Dunque, è l’intero segmento superiore che va riorganizzato, perché è la fine del ciclo 03-10 anni il punto di partenza di un nuovo ciclo esistenziale. Luigi Berlinguer aveva risolto la questione con la proposta del 7+5 (legge 30 dell’8 marzo 2000). La scuola di base si allungava di due anni, saltava la scuola media, il ciclo superiore recuperava l’ultimo anno di scuola media, conservava i cinque anni, ma si usciva a 18 anni. Generava, nell’immediato, l’inconveniente dell’onda anomala (risolvibile in un anno) ma questo fu l’argomento principale usato dagli oppositori al governo e all’opposizione.
In realtà, non erano mossi da interessi pedagogico-didattici, bensì da quello delle cattedre che si perdevano e quello della crisi di ruolo che investiva gli insegnanti provenienti dalla scuola media, essendo i due terzi “degradati” verso il ciclo di base, un terzo scaraventati sul livello superiore.
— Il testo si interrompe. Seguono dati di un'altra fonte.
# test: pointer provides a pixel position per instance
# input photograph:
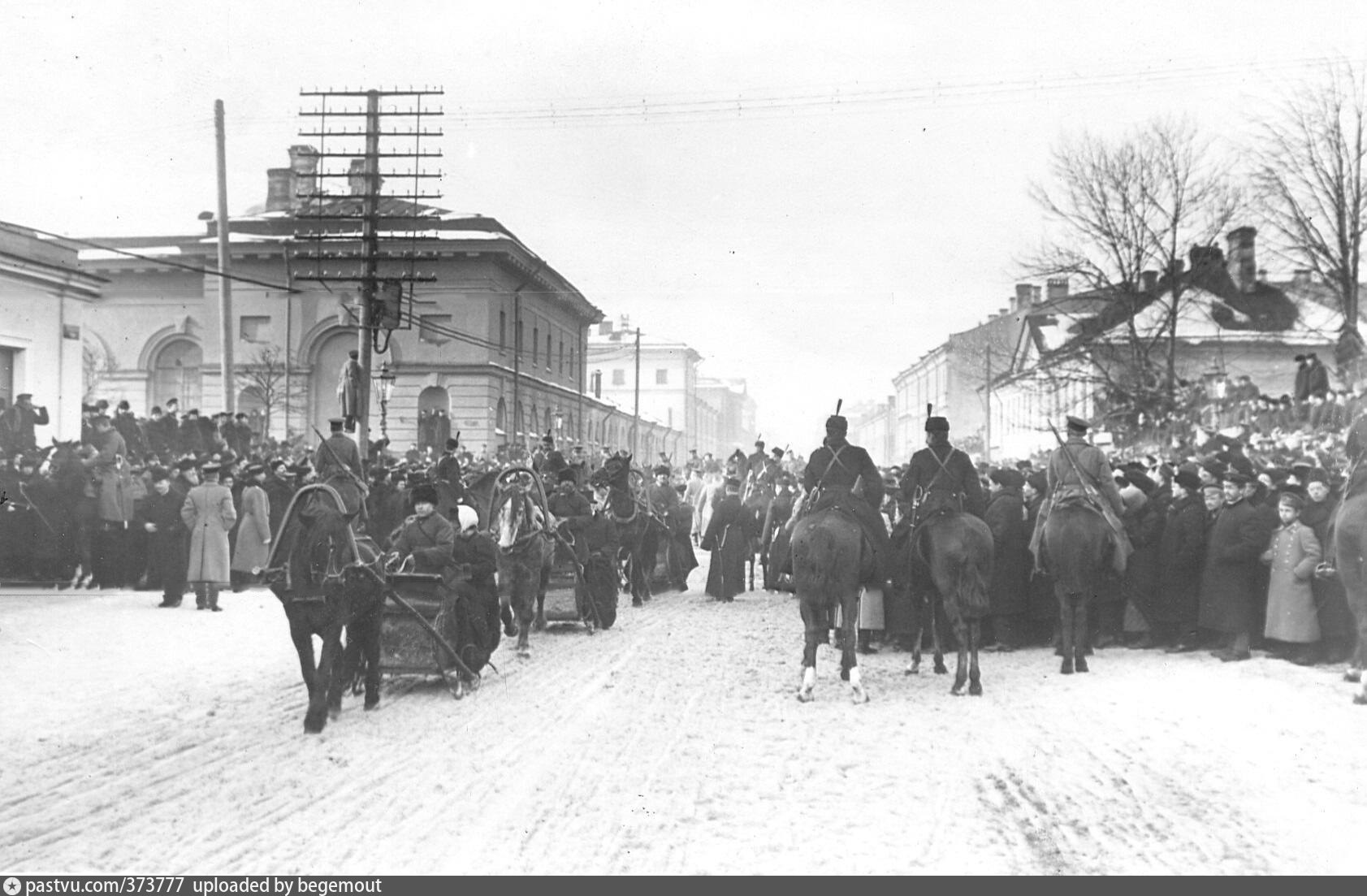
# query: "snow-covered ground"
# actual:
(170, 742)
Il centro-destra cavalcò la protesta, ma fu il fuoco amico (?!) a far cadere il ministro e D’Alema. I sindacati, infatti, erano tutti “uniti nella lotta” per la difesa dei posti di lavoro. Che la scuola media fosse − e sia − divenuta il buco nero del sistema e la base di innesco del processo di disorientamento e di dispersione, che raggiunge l’acme nei primi anni delle superiori, a loro non interessava e continua ostinatamente a non interessare.
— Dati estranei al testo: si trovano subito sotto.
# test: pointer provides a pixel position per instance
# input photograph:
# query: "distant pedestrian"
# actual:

Beninteso, l’uscita a 18 anni non è un dogma. Ma quello della corrispondenza tra curriculum e biografia individuale sì! Mentre il nostro sistema di istruzione tratta i già-adolescenti come ancora-bambini fino ai 14 anni e tratta i già-giovani come ancora-adolescenti fino a 19 anni.
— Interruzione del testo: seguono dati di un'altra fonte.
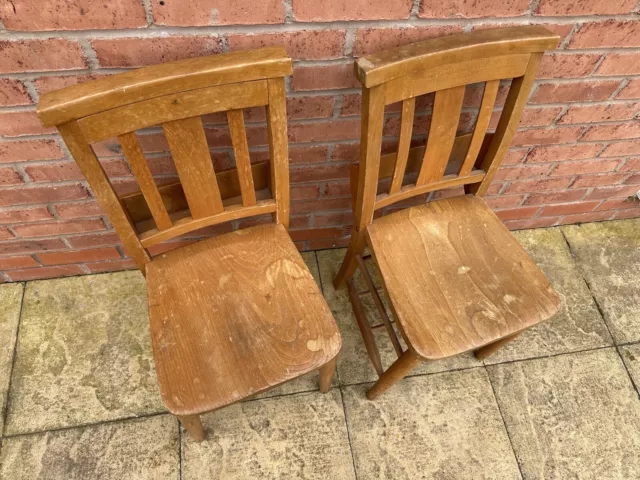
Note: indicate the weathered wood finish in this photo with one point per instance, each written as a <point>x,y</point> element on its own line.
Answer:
<point>452,272</point>
<point>230,316</point>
In realtà, decenni di elaborazioni, di esperienze nazionali e internazionali e, soprattutto, di politiche confermano che il principio di riorganizzazione e di ripensamento degli ordinamenti è un curriculum fondato sulle competenze-chiave, sui piani di studio personalizzati, sul laboratorium invece che sull’auditorium, sull’organizzazione dell’edilizia scolastica e degli spazi fisici, che non costringa nei banchi degli undicenni i giovani di 19 anni.
La sperimentazione della Carrozza ha il merito di riaprire il discorso su tutto ciò. Nulla di più. Perché, ad un occhio smaliziato la sperimentazione autorizzata potrebbe anche apparire come un ennesimo rinvio e una fuga per i campi, vista la mancanza di volontà politica dei governi passati e di questo governo di camminare sulla strada maestra delle riforme volte a mettere in asse il sistema di istruzione con le biografie individuali dei ragazzi. Tuttavia sarebbe ingeneroso imputare alla sola Carrozza un blocco delle riforme che invece è l’effetto del reciproco assedio di forze politiche, che, governando insieme, impediscono, ciascuna all’altra, di “ferire” con riforme radicali il proprio elettorato.
Perciò, limitiamoci a prendere sul serio il tentativo, affinché la sperimentazione sia rigorosa, pubblicamente trasparente e, soprattutto, se ne tragga un bilancio coram omnibus. La discussione che la sperimentazione ha provocato può contribuire a illuminare la “metafisica occulta” e trasversale della cultura politica conservatrice, che è egemone nella scuola, che si esprime in un assioma elementare: bisogna cambiare i ragazzi, non il sistema; i ragazzi si devono adattare alle domande vincolanti del sistema. Contano le cattedre, i posti di lavoro, gli orari, tanto a settimana, il tutto rigidamente immobilizzato da leggi e contratti-leggi. Questa la costante, i ragazzi sono la variabile. Peggio per loro!
Ed è il peggio che, appunto, sta già accadendo. C’è da scommettere che nessuna forza politica e sindacale si riconosca in questo giudizio. Eppure, vent’anni di seconda Repubblica confermano che solo quel presupposto è in grado spiegare razionalmente l’immobilità delle politiche e il declino del sistema di istruzione. E l’eterno movimento delle parole dei dibattiti, dei talk-show, dei programmi elettorali, dei disegni di legge e dei decreti legislativi?